Sometimes, haikus suck.
This is a good example.
I still call it "partying", even if I'm in my own house, alone.
The only real reason I would want a daughter, would be to punch a teenage boy in the face.
Look, alcoholism is a disease. Probably the best one.
Just pulled a giant splinter outta my finger with my teeth. So, I don't wanna hear about child birth, ladies.
I like farts that sound like questions.
My penis always looks weird pressed against the department store window.
I don't want your attention when I retweet you a lot.
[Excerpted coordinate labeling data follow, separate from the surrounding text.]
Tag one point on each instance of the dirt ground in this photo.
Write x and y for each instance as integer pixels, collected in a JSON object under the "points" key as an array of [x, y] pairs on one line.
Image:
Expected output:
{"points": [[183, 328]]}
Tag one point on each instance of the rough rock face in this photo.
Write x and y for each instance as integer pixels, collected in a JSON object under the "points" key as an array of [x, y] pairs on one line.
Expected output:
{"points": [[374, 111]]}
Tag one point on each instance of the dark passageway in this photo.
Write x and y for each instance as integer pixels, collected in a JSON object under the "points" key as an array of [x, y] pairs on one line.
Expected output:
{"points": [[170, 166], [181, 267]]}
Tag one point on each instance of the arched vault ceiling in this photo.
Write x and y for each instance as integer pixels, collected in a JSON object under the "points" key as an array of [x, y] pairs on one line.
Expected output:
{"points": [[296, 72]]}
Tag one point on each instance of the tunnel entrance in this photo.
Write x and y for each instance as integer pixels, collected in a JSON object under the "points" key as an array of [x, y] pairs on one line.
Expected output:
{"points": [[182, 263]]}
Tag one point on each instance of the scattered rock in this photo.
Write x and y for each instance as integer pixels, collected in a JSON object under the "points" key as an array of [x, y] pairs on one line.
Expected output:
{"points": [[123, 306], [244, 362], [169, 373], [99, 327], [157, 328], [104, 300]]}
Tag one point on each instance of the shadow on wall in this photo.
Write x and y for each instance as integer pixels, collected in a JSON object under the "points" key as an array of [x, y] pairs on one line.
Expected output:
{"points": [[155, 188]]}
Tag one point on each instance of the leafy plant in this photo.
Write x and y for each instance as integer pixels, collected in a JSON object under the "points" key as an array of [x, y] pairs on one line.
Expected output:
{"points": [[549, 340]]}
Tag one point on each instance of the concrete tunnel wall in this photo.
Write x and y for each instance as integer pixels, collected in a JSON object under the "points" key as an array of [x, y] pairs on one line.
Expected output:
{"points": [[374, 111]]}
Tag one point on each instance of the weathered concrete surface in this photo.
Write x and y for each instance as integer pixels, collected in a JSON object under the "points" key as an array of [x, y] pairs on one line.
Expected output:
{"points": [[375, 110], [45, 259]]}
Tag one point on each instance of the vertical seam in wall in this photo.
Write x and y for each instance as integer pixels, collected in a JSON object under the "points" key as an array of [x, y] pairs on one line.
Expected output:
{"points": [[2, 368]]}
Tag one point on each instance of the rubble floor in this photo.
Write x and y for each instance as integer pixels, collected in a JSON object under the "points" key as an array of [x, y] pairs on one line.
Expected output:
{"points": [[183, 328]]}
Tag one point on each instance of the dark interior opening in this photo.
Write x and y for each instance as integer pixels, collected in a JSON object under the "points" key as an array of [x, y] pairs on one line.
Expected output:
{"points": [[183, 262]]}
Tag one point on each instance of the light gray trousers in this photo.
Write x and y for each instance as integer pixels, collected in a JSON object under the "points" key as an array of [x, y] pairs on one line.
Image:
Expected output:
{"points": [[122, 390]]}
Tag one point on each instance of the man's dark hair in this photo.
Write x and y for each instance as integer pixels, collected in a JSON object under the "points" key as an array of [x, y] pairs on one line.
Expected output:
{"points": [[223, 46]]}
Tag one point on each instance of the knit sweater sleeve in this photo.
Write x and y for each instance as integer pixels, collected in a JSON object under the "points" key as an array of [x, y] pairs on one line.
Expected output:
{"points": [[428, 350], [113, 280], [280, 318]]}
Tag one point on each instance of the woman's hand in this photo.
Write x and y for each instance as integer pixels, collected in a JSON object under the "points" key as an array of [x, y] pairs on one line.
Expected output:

I want other people to give you attention.
I have free candy for all of you!
Not really stupid, just get in the van.
I only get drunk on days.
I know this isn't WebMD, but I'm pretty sure one of you could tell me the first signs of liver failure.
Every time I kill a spider, I rip my shirt off and flex...
Listen guys, its not my fault my tweets are retarded... I learned it by watching you.
What exactly is "awesome sauce", and how can I get some without doing something weird?
Subtweets are like going outside and whispering "hey. I'm talking to you."
Everytime I think I've got it together, I just drink another beer, and... What were we talking about?
Just watched MTV for 5 minutes, and now I fucking hate you kids...
Sometimes, I wish you guys read more books.
"give peas a chance"- Yoko Ono, to a six year old
I don't consider it losing followers. It's more like, finding assholes.